Bret was in Bankrate's Fame and Fortune column. He shared some of his philosophy on how he deals with the business of money in the music industry.
Get the best deal you can. If you're getting a deal from a promoter and they're trying to underpay you, look at the size of the venue, what they're selling tickets for, the gross income, the net income ... all of that matters. Because you're also taking care of your fans. I'm playing a place that holds 3,000 people. I don't want him selling $70 tickets but offering me $50,000. I'd rather he do a $30 ticket, and then I'll do it for $60,000.

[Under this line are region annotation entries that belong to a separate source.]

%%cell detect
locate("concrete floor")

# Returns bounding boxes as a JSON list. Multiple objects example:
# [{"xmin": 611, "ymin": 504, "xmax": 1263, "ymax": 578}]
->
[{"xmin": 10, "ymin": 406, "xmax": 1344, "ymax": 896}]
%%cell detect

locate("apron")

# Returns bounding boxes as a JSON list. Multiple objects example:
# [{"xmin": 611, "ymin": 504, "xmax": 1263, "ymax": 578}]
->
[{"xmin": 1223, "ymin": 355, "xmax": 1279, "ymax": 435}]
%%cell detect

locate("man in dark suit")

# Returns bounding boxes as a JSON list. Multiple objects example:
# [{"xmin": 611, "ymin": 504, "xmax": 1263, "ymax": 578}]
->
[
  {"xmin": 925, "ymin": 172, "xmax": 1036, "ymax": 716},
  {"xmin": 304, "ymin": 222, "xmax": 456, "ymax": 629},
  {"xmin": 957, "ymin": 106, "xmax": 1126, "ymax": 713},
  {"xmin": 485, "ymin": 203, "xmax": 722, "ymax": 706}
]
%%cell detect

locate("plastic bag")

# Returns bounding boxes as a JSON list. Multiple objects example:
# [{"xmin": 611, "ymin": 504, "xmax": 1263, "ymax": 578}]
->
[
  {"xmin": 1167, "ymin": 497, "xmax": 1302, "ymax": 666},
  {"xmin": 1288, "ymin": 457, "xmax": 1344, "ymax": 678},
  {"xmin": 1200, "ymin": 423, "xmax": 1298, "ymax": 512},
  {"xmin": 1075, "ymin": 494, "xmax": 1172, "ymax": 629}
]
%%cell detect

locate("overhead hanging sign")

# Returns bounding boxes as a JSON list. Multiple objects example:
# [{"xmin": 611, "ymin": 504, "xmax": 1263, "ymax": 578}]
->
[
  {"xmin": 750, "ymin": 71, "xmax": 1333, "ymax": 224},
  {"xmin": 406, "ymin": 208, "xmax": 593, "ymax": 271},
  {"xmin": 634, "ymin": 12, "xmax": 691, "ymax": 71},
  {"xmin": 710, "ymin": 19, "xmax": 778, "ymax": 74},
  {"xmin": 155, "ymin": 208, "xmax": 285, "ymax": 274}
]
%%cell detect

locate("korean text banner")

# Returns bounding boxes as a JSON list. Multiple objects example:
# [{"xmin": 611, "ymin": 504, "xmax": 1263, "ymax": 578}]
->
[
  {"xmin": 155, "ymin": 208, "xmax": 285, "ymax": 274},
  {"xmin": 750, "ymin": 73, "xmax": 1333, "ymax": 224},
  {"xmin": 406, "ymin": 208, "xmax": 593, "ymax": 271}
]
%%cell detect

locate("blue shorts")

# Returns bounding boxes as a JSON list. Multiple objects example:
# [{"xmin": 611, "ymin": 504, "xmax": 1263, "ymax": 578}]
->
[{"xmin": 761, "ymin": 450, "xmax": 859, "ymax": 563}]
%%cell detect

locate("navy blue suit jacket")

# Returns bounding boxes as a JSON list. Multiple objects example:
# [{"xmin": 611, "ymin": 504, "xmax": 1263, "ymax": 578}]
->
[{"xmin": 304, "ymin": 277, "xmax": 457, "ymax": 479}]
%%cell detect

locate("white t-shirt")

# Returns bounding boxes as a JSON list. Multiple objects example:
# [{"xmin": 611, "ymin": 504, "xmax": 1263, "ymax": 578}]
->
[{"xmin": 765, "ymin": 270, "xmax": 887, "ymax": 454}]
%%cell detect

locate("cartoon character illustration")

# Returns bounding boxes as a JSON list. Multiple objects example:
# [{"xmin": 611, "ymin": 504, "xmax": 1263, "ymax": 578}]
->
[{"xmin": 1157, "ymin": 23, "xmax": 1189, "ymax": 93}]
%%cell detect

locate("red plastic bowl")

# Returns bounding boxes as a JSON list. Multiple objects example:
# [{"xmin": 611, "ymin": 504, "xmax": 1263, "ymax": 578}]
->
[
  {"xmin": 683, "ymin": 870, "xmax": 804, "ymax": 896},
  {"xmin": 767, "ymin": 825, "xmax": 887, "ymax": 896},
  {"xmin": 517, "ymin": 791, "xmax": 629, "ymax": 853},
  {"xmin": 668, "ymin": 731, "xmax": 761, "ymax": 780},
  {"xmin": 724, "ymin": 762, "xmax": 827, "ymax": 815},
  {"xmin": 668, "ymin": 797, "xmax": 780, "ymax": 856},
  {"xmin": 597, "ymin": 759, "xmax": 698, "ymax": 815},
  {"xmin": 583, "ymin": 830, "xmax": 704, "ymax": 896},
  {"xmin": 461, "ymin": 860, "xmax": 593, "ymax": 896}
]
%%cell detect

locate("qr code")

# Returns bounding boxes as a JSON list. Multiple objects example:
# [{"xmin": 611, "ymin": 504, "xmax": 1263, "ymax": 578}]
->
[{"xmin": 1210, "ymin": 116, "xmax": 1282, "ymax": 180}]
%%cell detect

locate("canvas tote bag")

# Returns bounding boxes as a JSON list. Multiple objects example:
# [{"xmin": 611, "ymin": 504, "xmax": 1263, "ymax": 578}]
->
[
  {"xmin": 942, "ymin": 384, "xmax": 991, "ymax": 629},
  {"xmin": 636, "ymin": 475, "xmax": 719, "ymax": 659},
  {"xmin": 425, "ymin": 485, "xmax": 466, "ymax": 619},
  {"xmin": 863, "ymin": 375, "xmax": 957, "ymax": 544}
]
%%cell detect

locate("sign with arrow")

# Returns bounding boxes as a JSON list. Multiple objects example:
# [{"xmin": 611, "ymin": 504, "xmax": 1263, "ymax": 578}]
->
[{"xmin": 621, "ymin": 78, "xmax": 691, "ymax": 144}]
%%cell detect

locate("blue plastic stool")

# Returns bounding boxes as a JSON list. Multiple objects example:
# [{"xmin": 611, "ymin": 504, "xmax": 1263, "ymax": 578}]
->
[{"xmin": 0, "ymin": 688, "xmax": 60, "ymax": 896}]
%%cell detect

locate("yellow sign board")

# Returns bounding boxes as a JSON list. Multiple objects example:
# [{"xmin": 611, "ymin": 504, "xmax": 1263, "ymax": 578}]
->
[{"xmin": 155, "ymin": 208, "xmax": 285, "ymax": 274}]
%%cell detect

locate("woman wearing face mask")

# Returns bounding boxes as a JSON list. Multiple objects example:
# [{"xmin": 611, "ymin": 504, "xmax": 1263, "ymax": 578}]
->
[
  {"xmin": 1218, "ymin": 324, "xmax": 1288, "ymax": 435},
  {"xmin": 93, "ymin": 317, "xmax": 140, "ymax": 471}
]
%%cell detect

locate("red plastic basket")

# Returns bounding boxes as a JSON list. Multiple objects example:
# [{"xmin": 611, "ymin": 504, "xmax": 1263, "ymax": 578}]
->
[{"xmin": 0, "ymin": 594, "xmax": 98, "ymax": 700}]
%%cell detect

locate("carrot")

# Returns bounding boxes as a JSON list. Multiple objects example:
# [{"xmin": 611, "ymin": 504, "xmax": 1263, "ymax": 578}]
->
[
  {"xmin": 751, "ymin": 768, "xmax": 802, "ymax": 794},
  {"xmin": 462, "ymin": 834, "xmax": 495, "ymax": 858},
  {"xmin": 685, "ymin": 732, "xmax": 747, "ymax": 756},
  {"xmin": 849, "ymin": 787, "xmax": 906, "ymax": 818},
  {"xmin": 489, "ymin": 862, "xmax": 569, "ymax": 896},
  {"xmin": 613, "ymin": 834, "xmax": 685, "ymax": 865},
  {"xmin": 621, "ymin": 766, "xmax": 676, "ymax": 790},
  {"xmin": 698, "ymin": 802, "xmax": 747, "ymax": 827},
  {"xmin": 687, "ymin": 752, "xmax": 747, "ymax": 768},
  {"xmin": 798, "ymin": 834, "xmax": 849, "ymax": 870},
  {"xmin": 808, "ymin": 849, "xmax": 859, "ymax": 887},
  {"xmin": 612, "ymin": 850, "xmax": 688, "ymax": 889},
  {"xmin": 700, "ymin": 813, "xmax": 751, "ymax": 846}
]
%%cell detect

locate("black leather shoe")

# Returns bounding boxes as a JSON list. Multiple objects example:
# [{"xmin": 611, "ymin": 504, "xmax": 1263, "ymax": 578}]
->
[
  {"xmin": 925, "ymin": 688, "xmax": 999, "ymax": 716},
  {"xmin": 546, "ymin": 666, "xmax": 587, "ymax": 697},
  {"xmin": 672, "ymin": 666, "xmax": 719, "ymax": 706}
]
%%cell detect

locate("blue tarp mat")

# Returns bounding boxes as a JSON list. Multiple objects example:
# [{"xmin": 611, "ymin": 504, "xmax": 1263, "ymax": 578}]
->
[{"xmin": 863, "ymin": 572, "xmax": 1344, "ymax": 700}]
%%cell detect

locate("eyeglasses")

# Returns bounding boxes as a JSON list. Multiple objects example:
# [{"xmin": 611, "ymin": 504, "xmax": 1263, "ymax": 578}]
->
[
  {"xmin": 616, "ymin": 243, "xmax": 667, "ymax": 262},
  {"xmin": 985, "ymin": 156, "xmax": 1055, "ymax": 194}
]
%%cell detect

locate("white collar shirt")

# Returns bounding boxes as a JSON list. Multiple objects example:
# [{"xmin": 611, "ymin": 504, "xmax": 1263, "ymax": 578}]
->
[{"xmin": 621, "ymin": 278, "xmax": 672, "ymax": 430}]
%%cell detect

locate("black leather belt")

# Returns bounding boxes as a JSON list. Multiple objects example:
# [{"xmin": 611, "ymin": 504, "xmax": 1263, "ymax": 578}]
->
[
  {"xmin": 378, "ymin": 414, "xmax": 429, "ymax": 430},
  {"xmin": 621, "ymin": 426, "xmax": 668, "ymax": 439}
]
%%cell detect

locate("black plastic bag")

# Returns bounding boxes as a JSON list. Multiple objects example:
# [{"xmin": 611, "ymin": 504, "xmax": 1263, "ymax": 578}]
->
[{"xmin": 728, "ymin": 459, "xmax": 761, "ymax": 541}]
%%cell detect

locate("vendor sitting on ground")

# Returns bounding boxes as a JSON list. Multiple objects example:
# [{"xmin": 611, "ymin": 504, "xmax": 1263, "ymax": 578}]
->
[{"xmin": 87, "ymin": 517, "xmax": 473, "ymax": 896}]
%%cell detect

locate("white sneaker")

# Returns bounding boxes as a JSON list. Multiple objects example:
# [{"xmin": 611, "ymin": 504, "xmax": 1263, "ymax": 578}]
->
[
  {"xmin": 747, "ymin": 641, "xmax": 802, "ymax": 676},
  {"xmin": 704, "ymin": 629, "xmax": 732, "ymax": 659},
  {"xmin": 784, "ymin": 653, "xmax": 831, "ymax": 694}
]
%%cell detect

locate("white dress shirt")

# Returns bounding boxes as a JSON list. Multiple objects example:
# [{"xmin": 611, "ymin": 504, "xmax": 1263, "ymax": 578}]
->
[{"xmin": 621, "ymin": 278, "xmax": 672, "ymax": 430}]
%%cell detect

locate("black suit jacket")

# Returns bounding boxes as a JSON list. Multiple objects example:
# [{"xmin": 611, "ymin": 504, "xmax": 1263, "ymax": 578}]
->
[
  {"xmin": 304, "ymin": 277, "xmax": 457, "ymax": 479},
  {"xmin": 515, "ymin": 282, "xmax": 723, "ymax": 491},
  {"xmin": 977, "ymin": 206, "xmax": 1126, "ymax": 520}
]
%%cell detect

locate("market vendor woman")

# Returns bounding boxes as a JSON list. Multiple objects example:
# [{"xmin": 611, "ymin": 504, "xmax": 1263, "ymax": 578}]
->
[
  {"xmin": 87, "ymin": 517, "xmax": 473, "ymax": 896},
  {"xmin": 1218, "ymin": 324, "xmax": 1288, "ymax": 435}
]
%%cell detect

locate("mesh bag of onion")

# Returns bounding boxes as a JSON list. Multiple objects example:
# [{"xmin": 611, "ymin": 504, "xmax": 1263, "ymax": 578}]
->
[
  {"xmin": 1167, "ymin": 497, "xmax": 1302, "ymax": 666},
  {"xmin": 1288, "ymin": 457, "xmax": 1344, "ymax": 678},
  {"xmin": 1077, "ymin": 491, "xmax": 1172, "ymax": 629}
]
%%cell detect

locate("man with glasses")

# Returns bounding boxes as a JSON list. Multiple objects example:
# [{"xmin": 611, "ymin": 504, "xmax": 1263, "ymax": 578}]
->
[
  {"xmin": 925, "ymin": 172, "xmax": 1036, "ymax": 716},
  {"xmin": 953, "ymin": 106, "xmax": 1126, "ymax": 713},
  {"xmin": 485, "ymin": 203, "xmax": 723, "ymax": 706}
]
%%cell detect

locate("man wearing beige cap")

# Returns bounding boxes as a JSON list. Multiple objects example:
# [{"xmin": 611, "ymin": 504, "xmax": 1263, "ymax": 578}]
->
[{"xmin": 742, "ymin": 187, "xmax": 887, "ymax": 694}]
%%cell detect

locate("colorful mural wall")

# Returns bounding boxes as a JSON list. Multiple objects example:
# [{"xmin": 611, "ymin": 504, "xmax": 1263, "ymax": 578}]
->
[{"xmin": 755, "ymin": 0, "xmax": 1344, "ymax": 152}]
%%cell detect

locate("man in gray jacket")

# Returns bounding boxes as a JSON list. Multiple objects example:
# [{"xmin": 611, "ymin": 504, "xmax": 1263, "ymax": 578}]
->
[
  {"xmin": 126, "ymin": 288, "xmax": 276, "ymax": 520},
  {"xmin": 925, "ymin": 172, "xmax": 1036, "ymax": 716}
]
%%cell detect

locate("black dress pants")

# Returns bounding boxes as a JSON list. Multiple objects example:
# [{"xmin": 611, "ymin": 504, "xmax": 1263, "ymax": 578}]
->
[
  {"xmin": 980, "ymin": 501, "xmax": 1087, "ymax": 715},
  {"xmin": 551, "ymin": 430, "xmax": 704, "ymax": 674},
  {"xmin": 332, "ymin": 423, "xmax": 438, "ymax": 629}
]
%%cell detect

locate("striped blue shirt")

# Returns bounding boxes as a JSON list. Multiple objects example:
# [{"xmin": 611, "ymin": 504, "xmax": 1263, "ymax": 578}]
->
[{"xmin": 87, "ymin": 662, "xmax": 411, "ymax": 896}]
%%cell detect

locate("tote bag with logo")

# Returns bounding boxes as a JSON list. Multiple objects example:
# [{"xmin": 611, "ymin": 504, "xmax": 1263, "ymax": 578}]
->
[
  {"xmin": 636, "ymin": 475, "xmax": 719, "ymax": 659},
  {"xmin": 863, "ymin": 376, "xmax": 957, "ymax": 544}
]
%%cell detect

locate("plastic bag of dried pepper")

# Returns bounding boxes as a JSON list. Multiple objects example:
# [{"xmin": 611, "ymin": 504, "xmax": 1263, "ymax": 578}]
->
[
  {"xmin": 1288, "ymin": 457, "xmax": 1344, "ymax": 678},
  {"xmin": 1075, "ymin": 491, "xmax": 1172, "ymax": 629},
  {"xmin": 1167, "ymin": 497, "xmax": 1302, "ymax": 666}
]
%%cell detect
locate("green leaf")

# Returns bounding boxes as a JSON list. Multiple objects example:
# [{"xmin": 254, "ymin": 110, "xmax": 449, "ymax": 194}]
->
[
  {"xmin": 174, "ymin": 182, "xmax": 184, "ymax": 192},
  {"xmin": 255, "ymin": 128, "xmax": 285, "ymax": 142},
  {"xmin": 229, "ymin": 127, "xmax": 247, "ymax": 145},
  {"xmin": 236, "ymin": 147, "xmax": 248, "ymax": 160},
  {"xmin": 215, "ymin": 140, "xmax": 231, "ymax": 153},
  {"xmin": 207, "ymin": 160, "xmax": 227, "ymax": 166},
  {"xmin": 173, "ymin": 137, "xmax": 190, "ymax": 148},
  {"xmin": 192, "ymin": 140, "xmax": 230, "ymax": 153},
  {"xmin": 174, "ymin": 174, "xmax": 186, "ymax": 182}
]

It's simple business common sense. My biggest strength is using common sense financially. I excelled at consumer math in high school, when they sent you out with a fake $50 to go grocery shopping. I was the A-plus student in my class. It helped when we lived in L.A. without two nickels to rub together. They would send me to the store to get the food, and Bobby was a fry cook, so he'd cook the food up. Now we laugh about it, but in the game of rock 'n' roll, it's about survival at the very beginning, literally -- it's about not starving and having to say, "I have to go back to mom and dad in Pittsburgh."
Bret sounds like he knows how to live within his means even though he has millions of dollars to his name. He keeps reinventing himself from rock star to reality star to what can keep his business afloat.